Po drugie, Bóg powiedział do Pawła: „Mam wiele ludu w tym mieście”. Mam tam ludzi, lecz ktoś musi wtargnąć na to terytorium i uwolnić więźniów. Mocarz musi być związany. Dopóki nikt tam nie pójdzie, nie będą zbawieni. Miejsce kościoła jest w najgorszych punktach świata. Dzisiejszy kościół najchętniej wybudowałby zewnętrzny mur i umieścił wewnątrz ulotkę, „Jeśli chcesz poznać Boga i dowiedzieć się jak być wolnym, wyjdź na zewnątrz, a my z tobą porozmawiamy”. Bóg nie kazał Pawłowi budować na zewnątrz, On rzeki: idź tam.
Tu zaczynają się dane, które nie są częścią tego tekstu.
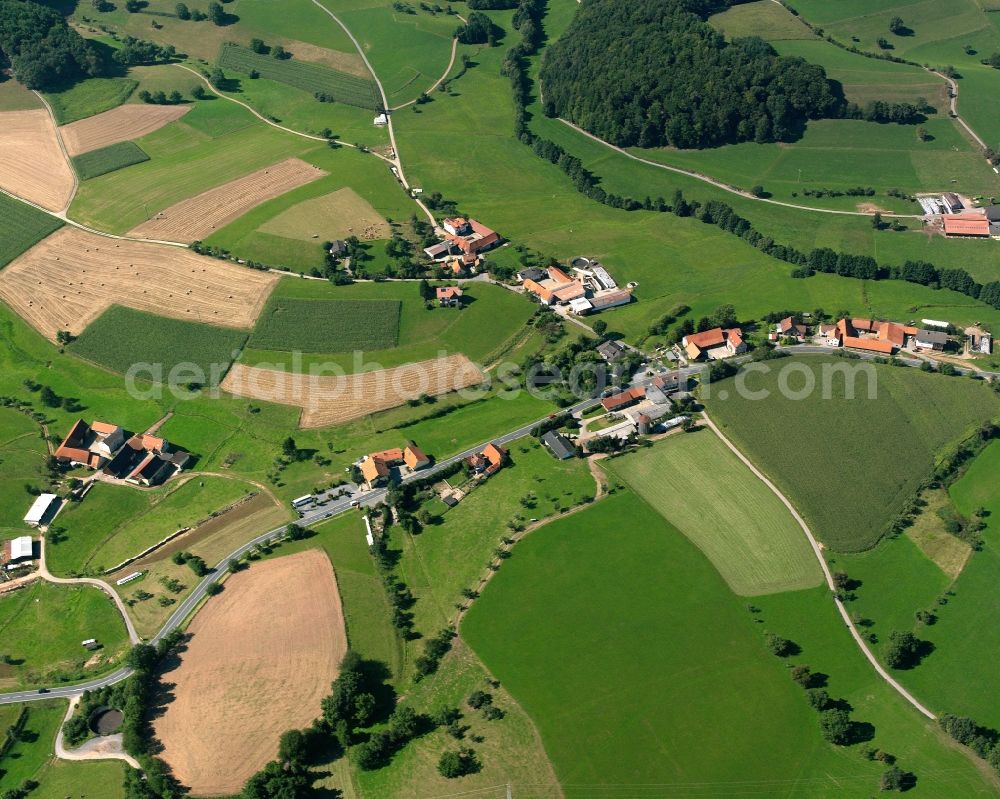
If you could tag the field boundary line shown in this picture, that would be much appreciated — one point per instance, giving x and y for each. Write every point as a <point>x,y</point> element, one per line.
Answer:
<point>725,186</point>
<point>62,149</point>
<point>818,551</point>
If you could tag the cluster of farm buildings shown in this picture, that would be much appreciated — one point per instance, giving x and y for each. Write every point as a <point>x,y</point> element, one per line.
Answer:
<point>589,290</point>
<point>960,218</point>
<point>143,460</point>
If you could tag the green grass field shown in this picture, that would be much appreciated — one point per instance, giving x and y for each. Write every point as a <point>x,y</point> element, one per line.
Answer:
<point>960,675</point>
<point>850,465</point>
<point>640,667</point>
<point>108,159</point>
<point>491,318</point>
<point>703,489</point>
<point>89,97</point>
<point>313,78</point>
<point>57,779</point>
<point>121,338</point>
<point>21,227</point>
<point>325,325</point>
<point>42,627</point>
<point>114,523</point>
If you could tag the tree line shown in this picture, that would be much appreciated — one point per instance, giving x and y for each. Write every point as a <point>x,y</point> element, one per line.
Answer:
<point>43,50</point>
<point>678,81</point>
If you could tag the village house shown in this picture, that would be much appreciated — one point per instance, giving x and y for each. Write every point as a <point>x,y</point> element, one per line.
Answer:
<point>448,296</point>
<point>714,344</point>
<point>487,462</point>
<point>18,552</point>
<point>377,467</point>
<point>931,339</point>
<point>42,510</point>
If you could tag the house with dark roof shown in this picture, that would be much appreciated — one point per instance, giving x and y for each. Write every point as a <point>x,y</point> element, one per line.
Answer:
<point>558,445</point>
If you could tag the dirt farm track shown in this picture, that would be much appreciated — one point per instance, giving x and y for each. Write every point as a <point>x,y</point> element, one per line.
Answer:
<point>261,657</point>
<point>119,124</point>
<point>329,399</point>
<point>72,277</point>
<point>198,217</point>
<point>32,165</point>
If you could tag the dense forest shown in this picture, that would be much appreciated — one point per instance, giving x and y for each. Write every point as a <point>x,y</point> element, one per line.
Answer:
<point>43,50</point>
<point>653,72</point>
Dzisiejszy kościół, pięknie urządzony, odizolowany od wszelkich zranień, zaprasza ludzi znajdujących się w strefie wojny, by przyszli tam, gdzie on jest. Jeśli więźniowie mają być wyswobodzeni, ktoś musi zażądać ich uwolnienia. Do tego wy jesteście potrzebni. Do tego potrzebny jest kościół. Kościół musi zrozumieć, że szatan ma władzę nad tym co zginęło. Nie mówcie o „wolnej woli” człowiekowi związanemu przez narkotyki, pożądanie i chciwość. Nie mówicie o wolnej woli człowiekowi, który wstrzykuje sobie do żył narkotyk. Tam nie ma żadnej wolnej woli. Jedyny człowiek posiadający wolną wolę to nowonarodzony wierzący. My możemy wybrać pomiędzy dobrem a złem, ale szatan panuje nad światem.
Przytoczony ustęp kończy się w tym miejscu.